Formada em Farmácia pela UEPB, Larissa Pereira afirmou que a ideia da pesquisa é diminuir as dosagens dos pacientes que tem taxas elevadas de colesterol e controlar melhor o uso de medicamentos no tratamento. “O objetivo é que o paciente tome uma única dosagem por dia”, frisou. A pesquisa, fruto da dissertação de mestrado da estudante, ainda está e fase embrionária, sendo que os testes pré-clínicos devem ser feitos em ratos, no Câmpus da Universidade Federal de Campina Grande (UFCG), em Patos. O trabalho já foi submetido ao Comitê de Ética da UFCG.

Integrante do PPGCF da UEPB, o professor João Oshiro destaca o nível das duas pesquisas e a contribuição que futuramente o Laboratório de Farmácia da Instituição pode dar para a ciência. Ele ressalta a riqueza da palma forrageira, onde pode ser extraído um dos cinco excipientes mais utilizados na indústria farmacêutica, que é a celulose. “É um projeto fantástico, de nível internacional, e que vai impactar na economia local, uma vez que a palma é uma espécie nativa que usa pouca água e nós estamos tendo um bom resultado”, destaca.

Pesquisas concluídas

Pelo menos duas dissertações de mestrado foram concluídas no PPGCF usando a palma forrageira. O trabalho pioneiro, coordenado pelo professor Bolívar Damasceno, foi desenvolvido pelo estudante João Paulo Tavares Malheiro e teve como tema “Síntese, Caracterização e Aplicação do Acetato de Celulose a partir da Palma Forrageira Para Liberação Modificada de Fármacos”.

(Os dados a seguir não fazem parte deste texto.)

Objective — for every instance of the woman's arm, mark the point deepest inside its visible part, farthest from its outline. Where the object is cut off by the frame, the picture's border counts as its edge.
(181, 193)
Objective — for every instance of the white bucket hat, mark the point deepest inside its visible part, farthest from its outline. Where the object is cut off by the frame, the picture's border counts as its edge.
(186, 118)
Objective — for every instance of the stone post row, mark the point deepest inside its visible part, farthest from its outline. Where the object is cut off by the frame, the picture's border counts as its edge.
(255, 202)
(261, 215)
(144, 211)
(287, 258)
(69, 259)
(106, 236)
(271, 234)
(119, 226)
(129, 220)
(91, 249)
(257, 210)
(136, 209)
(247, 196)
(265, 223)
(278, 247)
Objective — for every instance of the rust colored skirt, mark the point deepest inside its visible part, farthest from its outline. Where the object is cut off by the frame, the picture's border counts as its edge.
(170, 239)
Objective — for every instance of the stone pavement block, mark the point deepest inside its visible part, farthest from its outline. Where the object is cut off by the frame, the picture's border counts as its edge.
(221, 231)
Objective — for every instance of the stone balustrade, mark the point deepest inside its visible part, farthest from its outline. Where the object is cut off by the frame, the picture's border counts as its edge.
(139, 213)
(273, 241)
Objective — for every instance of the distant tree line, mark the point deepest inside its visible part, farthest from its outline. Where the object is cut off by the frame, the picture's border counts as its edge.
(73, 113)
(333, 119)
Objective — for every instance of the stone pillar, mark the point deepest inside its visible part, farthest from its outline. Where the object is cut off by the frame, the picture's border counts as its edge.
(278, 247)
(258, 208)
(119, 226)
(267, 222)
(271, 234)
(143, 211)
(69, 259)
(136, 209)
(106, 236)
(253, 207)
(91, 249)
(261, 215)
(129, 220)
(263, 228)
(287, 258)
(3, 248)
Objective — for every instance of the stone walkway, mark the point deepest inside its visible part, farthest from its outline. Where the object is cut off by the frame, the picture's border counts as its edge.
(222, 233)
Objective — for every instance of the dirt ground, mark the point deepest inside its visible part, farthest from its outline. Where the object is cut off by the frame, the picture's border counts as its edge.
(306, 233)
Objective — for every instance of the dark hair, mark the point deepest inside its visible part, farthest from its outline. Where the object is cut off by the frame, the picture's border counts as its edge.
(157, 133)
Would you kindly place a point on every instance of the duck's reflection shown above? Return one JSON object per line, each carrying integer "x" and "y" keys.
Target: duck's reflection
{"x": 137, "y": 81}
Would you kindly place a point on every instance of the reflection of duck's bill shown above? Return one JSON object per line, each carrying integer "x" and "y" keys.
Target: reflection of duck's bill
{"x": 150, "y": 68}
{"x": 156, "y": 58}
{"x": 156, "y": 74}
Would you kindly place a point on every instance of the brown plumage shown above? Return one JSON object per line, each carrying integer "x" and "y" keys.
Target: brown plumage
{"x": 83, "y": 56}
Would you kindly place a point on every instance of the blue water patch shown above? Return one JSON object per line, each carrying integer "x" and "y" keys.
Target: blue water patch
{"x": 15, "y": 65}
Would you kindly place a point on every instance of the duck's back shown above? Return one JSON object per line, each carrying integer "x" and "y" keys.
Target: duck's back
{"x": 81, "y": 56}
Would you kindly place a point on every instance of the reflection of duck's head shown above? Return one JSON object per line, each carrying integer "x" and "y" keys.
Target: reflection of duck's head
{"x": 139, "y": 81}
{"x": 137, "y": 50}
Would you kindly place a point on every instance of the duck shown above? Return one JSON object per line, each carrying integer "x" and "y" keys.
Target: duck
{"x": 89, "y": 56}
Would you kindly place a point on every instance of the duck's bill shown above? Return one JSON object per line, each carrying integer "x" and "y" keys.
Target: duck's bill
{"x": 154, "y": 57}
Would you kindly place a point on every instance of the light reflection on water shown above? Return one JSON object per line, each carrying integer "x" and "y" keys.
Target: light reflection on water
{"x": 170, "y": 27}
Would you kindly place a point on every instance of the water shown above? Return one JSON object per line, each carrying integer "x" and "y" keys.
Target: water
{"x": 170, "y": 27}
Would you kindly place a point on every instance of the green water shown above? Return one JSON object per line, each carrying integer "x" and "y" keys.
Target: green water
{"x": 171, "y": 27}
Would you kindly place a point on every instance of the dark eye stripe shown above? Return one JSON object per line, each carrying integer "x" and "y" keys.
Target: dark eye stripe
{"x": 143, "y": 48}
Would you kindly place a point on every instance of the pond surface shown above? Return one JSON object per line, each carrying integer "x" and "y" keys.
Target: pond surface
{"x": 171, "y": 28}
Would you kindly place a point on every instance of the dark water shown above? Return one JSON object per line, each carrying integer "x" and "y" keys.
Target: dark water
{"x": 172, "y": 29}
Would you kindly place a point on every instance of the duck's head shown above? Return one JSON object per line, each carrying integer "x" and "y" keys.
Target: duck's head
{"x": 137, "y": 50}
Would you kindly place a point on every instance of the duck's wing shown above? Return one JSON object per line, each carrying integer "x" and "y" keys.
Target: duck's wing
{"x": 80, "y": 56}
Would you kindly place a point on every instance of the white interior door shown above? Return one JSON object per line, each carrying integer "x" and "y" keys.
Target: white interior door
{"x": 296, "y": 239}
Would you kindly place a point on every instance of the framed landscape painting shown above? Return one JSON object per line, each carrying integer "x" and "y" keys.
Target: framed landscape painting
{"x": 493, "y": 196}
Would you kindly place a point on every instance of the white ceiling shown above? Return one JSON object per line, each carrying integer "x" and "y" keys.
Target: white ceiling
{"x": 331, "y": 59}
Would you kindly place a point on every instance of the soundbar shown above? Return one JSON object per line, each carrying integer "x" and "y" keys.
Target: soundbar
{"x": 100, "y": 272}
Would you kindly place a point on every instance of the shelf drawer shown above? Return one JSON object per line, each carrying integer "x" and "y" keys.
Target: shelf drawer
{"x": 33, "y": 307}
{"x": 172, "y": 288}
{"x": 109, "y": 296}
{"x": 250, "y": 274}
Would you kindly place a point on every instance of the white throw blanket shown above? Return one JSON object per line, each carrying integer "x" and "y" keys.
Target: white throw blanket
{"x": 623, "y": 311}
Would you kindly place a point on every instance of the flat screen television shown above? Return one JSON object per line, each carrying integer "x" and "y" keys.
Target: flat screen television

A outra pesquisa, “Micropartícula de Acetato de Celulose Sintetizado a partir da Palma Forrageira para a Obtenção de Sistema de Liberação Controlada do Captopril”, que também usa a palma para fins medicinais, foi desenvolvida pela estudante Alana Rafaela Albuquerque Barros.

Na semana passada, a equipe do professor Bolívar teve um artigo sobre a extração da celulose da palma aceito para publicação em uma revista de alto impacto científico. Com o título “Opuntia ficus-indica L. Miller (forage palm) as an Alternative Source of Cellulose for Production of Pharmaceutical Dosage Forms and Biomaterials: Extraction and Characterization” (Opuntia ficus-indica L. Miller (palma forrageira) como fonte alternativa de celulose para produção de formas farmacêuticas de dosagem e biomateriais: extração e caracterização), o artigo foi publicado na revista Polymers.